Selling women’s soccer also requires dolling
it up. One of the new logos for the league features a slender woman’s
hand with long, red-painted fingernails cupping a soccer ball. The background
on Or’s computer screen is a photograph of a soccer cleat with
a stiletto heel.
Despite Or’s effort and some financial assistance
from the Turkish federation, getting by is a struggle for most of the
teams in the new league. The news media have mostly ignored it, and
sponsors have been hard to find. Kartalspor had to forfeit an away game
a few weeks ago because the team could not afford to make the six-hour
trip to Izmir.
“We’re getting a lot of moral support,
but not a lot of financial support,” said Ozbar, the Marmara Universitesispor
coach. “We don’t have a sponsor, so I’m paying for
our expenses out of my pocket.”
She added: “Our players don’t look at this
as a profession because they can’t earn money from it yet. They
can’t picture a life for themselves in football.”
There are some hopeful signs for the league. Although
the first-division teams tend to come from more liberal cities, girls’
teams are sprouting in unlikely places, including in Hakkari, a town
in the predominantly Kurdish and conservative southeast region.
In Sakarya, just outside Istanbul, the local women’s
team’s winning streak has led to real crowds at its games.
“In Turkey, the biggest power is success,”
said Sinan Panta, 41, the president of the Sakarya Yenikent Gunesspor
Kulubu team, currently atop the women’s first division with 10
wins, 1 tie and 1 loss. “At our first game, there were 100 people.
As we started winning more games, we’re now seeing 2,500 or 3,000
fans at our games.”
For next season, Panta said he had rounded up enough
cash to bring in a Nigerian transfer, midfielder Onome Ebi, who played
on her country’s 2008 Olympic team.
“The people here initially weren’t friendly
to the idea that women could play football, but we’ve broken that
idea down,” said Panta, a former professional player. “We’ve
achieved our goal: we’ve made Sakarya accept women’s football.
We’ve succeeded in a conservative place.”
At the Kartalspor-Gazi Universitesispor game, a motley
mix of curious men and boys gathered in the stadium, a bleak, half-finished
cement structure overlooking a busy highway.
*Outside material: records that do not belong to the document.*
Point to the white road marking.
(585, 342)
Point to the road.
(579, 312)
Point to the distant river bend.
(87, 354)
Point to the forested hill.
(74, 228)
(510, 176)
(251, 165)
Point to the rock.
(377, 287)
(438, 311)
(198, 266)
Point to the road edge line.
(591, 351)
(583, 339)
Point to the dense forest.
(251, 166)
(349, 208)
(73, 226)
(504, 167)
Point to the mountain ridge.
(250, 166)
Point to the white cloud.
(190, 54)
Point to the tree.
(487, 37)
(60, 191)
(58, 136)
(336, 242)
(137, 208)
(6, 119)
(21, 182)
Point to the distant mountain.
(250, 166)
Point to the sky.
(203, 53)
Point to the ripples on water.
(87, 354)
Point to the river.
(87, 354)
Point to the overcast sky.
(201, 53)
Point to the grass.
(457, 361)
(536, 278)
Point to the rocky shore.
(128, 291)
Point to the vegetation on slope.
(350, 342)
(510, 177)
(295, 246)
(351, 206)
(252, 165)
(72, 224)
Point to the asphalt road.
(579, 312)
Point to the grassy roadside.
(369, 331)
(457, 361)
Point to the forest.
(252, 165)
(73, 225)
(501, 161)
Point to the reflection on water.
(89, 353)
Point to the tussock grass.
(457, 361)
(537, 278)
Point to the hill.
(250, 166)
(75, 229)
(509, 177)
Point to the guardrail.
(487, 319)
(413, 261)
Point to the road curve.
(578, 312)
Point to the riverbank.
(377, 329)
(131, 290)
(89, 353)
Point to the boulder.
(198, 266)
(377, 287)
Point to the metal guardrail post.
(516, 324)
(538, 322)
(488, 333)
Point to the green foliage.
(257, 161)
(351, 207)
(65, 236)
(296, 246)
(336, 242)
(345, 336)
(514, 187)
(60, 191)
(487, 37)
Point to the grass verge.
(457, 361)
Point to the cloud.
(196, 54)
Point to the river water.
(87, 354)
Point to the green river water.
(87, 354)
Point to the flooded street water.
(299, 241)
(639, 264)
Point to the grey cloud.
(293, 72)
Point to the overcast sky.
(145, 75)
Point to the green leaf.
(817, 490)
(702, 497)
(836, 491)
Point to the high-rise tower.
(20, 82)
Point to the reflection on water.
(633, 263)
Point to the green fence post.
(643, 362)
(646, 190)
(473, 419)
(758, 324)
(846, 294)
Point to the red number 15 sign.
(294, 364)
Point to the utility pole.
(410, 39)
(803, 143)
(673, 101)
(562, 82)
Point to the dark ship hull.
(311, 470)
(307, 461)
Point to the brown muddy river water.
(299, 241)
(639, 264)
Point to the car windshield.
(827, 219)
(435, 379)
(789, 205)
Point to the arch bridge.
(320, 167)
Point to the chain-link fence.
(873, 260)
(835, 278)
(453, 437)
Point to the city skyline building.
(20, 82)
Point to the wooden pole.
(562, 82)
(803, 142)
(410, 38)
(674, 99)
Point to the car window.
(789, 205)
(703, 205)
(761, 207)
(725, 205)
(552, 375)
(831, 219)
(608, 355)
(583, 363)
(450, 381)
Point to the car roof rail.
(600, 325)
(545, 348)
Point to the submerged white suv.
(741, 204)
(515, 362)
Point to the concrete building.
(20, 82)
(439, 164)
Standing nearby was Selmin
Odabas, the mother of a player named Selin, a speedy 20-year-old striker
for the home team.
“In the beginning, we didn’t want our daughter
to play,” Odabas said. “We were worried that it would affect
her posture, her character, even her sexual orientation. We put her
in volleyball, in track, but nothing could stop her.”
As Selin’s skills improved — she was named
to the national women’s team — their attitude changed, Odabas
said.
She pointed out a wiry man nearby shouting encouragement
at Kartalspor’s players and cursing their opponents.
“Now her father is a fanatic fan,” she said.
Bulent Cinar, a translator, contributed reporting.